NELLIS AIR FORCE BASE, Nev. --
This was the total number of aircraft lost during the Vietnam War from 1962 to 1973. It was a number too high that prompted the Air Force to conduct a study, where it found the first 10 combat sorties were the most dangerous events for aircrew personnel.
To prevent more losses, Gen. Robert Dixon, then-commander of Tactical Air Command, helped establish Red Flag as a way to prepare Airmen for combat. Since its inception in 1975, Red Flag has trained more than 440,000 military personnel, flew more than 385,000 sorties and logged more than 660,000 flight hours. More importantly, the numbers of aircraft lost dropped to 43 aircraft in combat.
As the service grew, technologies have evolved as well. New capabilities and advanced systems came into the Air Force’s arsenal. Aircraft became faster and more agile. Computers became a household item. Phones are no longer confined to buildings and attached to wires. The country has seen lots of updates, to say the least.
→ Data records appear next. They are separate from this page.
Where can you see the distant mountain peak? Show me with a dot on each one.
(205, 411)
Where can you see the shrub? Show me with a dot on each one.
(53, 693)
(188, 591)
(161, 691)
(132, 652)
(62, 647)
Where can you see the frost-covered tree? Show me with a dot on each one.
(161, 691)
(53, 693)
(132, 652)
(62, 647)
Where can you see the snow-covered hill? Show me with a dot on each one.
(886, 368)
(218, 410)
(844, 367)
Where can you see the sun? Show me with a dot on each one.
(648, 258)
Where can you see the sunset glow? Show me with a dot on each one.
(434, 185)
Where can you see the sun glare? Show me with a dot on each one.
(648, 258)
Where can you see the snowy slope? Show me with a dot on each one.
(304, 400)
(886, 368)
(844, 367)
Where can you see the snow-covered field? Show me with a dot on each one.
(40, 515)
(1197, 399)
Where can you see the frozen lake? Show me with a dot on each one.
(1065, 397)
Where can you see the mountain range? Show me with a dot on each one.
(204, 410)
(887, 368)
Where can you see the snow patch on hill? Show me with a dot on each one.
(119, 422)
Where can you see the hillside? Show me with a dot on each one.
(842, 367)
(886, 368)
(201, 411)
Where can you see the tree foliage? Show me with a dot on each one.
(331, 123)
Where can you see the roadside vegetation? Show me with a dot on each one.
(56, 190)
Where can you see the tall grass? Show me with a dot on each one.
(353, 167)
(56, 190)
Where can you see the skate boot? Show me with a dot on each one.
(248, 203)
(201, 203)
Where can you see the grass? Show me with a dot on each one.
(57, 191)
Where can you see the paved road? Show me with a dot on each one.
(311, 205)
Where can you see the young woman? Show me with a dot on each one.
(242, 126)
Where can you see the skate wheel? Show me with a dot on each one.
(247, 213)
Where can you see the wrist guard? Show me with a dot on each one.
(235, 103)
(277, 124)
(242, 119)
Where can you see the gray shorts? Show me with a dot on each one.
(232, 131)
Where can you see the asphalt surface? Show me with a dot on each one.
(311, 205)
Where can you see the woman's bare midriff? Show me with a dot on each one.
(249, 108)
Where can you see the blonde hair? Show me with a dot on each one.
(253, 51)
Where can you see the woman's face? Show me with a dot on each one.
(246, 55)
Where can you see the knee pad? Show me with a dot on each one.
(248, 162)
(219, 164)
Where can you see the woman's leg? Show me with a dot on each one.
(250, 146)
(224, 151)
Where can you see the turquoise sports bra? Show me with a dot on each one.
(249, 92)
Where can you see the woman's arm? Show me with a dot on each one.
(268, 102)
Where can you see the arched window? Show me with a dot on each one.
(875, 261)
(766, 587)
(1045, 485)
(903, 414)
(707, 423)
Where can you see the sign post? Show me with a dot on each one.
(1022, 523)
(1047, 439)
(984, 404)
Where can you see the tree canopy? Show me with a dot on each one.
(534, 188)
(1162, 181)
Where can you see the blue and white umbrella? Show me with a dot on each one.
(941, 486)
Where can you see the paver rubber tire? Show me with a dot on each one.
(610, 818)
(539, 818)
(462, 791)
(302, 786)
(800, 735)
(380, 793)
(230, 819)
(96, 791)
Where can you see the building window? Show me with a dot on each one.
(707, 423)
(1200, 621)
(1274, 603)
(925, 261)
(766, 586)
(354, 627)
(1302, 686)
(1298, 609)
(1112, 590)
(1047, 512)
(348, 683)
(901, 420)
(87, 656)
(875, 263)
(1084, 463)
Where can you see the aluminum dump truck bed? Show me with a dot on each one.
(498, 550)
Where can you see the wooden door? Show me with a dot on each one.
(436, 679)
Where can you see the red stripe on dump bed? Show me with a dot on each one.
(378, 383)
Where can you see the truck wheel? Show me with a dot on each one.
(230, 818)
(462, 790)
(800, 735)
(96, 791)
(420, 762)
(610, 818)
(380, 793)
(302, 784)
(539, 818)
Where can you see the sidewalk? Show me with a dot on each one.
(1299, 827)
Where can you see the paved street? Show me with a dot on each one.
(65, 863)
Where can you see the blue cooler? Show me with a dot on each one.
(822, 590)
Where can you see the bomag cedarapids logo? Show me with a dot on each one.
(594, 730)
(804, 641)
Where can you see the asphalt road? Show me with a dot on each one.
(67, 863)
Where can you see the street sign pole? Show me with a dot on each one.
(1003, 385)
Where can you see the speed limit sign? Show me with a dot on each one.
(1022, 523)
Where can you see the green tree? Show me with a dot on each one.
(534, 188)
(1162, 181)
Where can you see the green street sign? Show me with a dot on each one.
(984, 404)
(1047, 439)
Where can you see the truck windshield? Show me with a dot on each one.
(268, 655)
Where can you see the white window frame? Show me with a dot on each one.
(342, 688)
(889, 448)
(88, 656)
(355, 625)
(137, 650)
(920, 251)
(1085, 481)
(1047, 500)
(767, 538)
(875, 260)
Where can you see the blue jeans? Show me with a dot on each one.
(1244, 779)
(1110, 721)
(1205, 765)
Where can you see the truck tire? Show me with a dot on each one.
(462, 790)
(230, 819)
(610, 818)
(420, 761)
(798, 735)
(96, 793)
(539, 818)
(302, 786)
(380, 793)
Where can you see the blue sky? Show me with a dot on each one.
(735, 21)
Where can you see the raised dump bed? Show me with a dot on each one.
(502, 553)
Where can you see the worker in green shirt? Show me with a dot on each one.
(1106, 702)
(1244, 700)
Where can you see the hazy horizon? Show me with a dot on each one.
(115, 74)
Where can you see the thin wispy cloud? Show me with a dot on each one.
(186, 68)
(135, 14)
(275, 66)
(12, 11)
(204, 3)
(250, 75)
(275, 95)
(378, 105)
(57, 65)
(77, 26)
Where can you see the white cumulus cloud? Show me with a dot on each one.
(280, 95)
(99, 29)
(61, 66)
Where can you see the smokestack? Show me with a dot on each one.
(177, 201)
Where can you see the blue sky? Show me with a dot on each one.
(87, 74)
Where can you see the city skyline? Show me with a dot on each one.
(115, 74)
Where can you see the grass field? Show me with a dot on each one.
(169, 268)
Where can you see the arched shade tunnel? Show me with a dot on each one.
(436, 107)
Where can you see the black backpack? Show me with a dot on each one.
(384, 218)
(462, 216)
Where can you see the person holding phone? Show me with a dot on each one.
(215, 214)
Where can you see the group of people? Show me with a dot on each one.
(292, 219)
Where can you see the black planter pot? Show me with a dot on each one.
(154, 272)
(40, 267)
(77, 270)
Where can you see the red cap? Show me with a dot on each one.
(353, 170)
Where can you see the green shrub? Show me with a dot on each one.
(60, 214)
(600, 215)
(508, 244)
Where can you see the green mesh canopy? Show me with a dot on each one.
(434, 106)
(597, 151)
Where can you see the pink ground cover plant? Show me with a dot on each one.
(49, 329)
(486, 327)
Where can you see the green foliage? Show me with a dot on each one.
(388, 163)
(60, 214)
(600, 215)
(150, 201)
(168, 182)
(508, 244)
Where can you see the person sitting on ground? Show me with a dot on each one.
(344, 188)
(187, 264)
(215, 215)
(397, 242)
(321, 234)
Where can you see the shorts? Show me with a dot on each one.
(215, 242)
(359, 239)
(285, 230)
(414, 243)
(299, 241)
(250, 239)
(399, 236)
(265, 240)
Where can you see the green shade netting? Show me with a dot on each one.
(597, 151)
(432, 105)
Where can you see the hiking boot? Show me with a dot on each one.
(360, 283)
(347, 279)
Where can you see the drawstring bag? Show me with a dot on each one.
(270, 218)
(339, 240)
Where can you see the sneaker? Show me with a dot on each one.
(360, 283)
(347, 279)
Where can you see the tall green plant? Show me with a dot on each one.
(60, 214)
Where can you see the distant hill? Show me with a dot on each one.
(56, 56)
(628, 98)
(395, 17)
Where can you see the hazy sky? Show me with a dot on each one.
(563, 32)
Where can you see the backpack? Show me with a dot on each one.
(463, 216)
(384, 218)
And so has America’s enemies.
Likewise, Red Flag continued to evolve to ensure Air Force’s dominance in air, space and cyberspace.
“Fifth generation warfare is not just about fifth generation aircraft, such as F-22s and F-35s,” said Capt. Neil Fournie, 414th Combat Training Squadron chief of Advanced Warfighting Division. “It’s about building fifth-generation Airmen who understand how to combine air, space and cyber together to enable holistic battlespace dominance.”
Fournie’s job is to combine all domains together in Red Flag, evaluate the non-kinetic portions and make sure they are all integrated into the exercise scenarios.
“Non-kinetic is when you are able to prevent the enemy from achieving their objectives without dropping a bomb or blowing up a system,” explained Lt. Col. Brian Capps, Space and Cyber Detachment commander. “You can do it through space and cyber.”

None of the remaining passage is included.